Ce vendredi, afin de préparer l’examen du texte, j’ai pris connaissance des 630 amendements déposés sur le projet de loi.
Et je peux vous dire que la lecture n’a pas été facile.
Interdiction du port du voile dans les espaces publics, interdiction du burkini, prestations de serment et contrats en tout genre imposant le respect de la laïcité, interdiction des produits issus de l’abattage rituel, pouvoirs renforcés de contrôle et d’enquête en cas de suspicion de séparatisme, croisement des fichiers, interdiction des drapeaux étrangers, retrait de subventions et dissolution d’associations, incitation à la délation pour faire respecter la laïcité, facilitation des expulsions de ressortissants étrangers, restriction de la liberté d’expression à l’université…
A la lecture de ces amendements, j’ai cru, un court instant, que notre collègue issu du Rassemblement national avait fait du zèle en déposant des centaines d’amendements.
Mais force est de constater que ces propositions que je viens de vous citer sont toutes issues de la majorité sénatoriale. De la droite dite « républicaine ».
Mes chers collègues, à gauche, beaucoup accusent les Républicains d’avancer masqués, de faire le jeu du RN. Je ne suis pas d’accord.
Aujourd’hui, à l’heure où débute l’examen de ce projet de loi, nous pouvons l’affirmer : le basculement idéologique est acté, parachevé. Le basculement entier, de toute une part de l’échiquier politique vers l’extrémisme le plus abject, le plus outrancier.
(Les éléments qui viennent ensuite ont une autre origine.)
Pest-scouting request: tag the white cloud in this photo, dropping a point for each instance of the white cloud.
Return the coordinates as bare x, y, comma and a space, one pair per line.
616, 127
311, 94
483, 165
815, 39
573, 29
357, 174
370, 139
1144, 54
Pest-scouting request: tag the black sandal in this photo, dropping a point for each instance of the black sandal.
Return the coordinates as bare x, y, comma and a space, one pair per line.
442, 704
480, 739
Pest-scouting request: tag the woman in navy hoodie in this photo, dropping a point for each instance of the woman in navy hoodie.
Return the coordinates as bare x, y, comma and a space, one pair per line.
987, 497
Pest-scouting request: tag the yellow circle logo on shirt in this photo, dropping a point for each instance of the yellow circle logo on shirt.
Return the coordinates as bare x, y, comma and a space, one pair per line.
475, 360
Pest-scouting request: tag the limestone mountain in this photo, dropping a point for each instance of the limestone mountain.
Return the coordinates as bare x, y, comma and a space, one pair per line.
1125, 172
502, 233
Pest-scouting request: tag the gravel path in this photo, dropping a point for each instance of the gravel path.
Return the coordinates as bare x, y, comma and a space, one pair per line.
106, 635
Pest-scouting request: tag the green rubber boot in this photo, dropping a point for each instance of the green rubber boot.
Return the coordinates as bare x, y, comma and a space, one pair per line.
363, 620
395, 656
Vers la stigmatisation de toute une partie de notre population.
Mes chers collègues de droite, plus rien ne vous différencie du Rassemblement national, ni sur les valeurs, ni sur la méthode.
[Vociférations à prévoir]
Vous pouvez bien hurler, mais si vous aviez mis ne serait-ce que le dixième de cette énergie, le dixième de cette hargne et de cette haine dirigée contre les musulmans de ce pays, à lutter contre le grand capital, contre les inégalités sociales, contre le réchauffement climatique, à l’heure actuelle, nous serions déjà tous sauvés !
Vous pouvez en être assurés, mes chers collègues, l’Histoire vous jugera pour ces jours qui s’annoncent lors de l’examen de ce texte.
Notre jeunesse, celle qui aujourd’hui compte plus d’un million d’individus sous le seuil de pauvreté, vous jugera.
Le monde associatif, malmené comme jamais depuis le début du quinquennat et contre qui vous jetez une suspicion détestable de participer à l’islamisme, vous jugera.
La société tout entière, prise à la gorge depuis le début de la crise, épuisée par les restrictions, meurtrie par une pandémie qui n’en finit pas, vous jugera.
Tous vous jugeront, pour avoir passé deux semaines entières à jeter l’opprobre sur toute une partie de la population française pour flatter les plus bas instincts de la frange la plus radicalisée de votre électorat.
Ni le projet de loi initial, ni vos amendements ne permettront d’avancer d’un pouce dans la lutte contre le salafisme, cela doit être dit et répété.
Je le rappelle, si dans les valeurs de la République figure la laïcité, il y figure aussi la république sociale, la démocratie, la lutte contre le changement climatique, l’égalité entre les femmes et les hommes.
Mes chers collègues, je le dis sans détour, le seul séparatisme que ce projet de loi a mis en lumière, c’est le vôtre d’avec les valeurs de la République.